This may be overly obvious, but I believe it needs to be said that you're going to have to write some code, and above all else, you're going to have to approach this project as many smaller pieces which you test & troubleshoot, then combine together to form the final solution. Maybe I'm just reading too much into the messages you've already written, but it kinda seems like you're imagining an "easy" solution where almost everything is already done by existing code. Indeed libraries exist for the really tough parts, like reading the SD card and efficiently drawing on the display. But you're going to need to do quite a bit of work on this too. The right mindset, where you get pieces working and build up the solution from well tested parts is needed. If you jump into this expecting some existing code to do almost everything with only a minor edit, you're almost certainly going to end up with frustration.
The first major decision, which Theremingenieur pointed out, it whether to "play" the file at regular audio speed, or just read it directly as fast as possible. If the file is 4 minutes of music, playing the file through the audio lib will end up taking 4 minutes to draw the waveform. Maybe that's what you want? But if you'd like the waveform to appear as quickly as possible, you'll need to read the file directly. You've not said much about *why* you're doing this... we don't have the context to understand if you need it to animate slowly as the music plays, or show up quickly like you'd see in an audio editing program.

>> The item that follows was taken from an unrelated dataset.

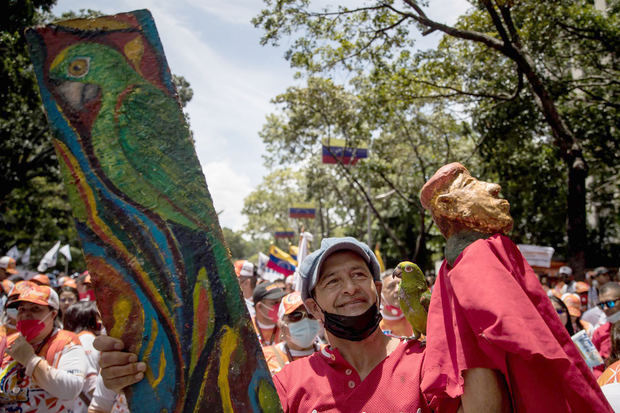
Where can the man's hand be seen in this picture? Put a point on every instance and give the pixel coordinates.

Aside from the tech details, can you see how better communication here could allow us to help you more? We're real humans with a lot of programming experience, but that expertise doesn't help much if we don't understand what you're trying to do.
No matter how you get the data, you're also going to have to put it into the display. Maybe you've got
the ILI9341 display? Or maybe it's some other display?
No matter which display you use, this project is going to involve mapping large chunks of audio data onto each pixel. In this example waveform, it's pretty clear the positive and negative peeks are drawn differently.
So even if you use the audio lib, the peak object which gives only a single number probably will not be enough. You're probably going to have to get the raw audio data and write a loop to find the min (usually negative) & max (usually positive) values over each range of samples that correspond to each pixel on your display.
How exactly you do that depends on whether you want gradual real-time or render-instantly drawing, and which display, and perhaps other details nobody can't anticipate without knowing more of the purpose of your project.